An authentic and effective communication involves speaking clearly and with compassion, listening, putting in what’s missing for the other person, and creating an outcome that leaves everyone involved feeling empowered, validated and heard. At the end of the conversation you and the other person feel complete with the issue and you have created a stronger, more trusting partnership (business or private).

Here’s a simple 5-step example of an authentic and effective communication:

1) Get yourself into a space of relaxation and non-judgment before you talk with your person about the issue. It’s better to speak from a place of peace. A short meditation can help with that.

     2) Point out one or two things you truly appreciate about them. Even small things count. The key is to make them feel appreciated and safe. This creates what we call a "background of relatedness": Anything can be said and talked about in the space of affection and appreciation.      3) Speak your truth and make your emotions about yourself, not the other person. There is no fault-finding or blaming in this conversation. You’re only talking about your own reactions, not theirs.
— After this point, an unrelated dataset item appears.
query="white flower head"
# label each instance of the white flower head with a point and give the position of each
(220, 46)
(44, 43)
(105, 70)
     4) Don't be attached to the outcome. If the other person doesn't respond the way you would have wanted them to don't take it personally. Instead listen for what THEY are committed to. Nobody's "right" or "wrong", there are nearly 8 billion possible views on the same topic (every person on the planet has their own view). Learn to be accepting and love unconditionally. Ultimately, we all want the same things: to be loved and worthy just the way we are, opinions, flaws and all. You'll be amazed at how quickly people turn around and are willing to listen to your views once you showed a willingness to listen to theirs.      5) Seal the deal, create something. What are some strategies and actions you could put in place moving forward? What’s next?

The more you practice this conversation, the easier and more natural it will become.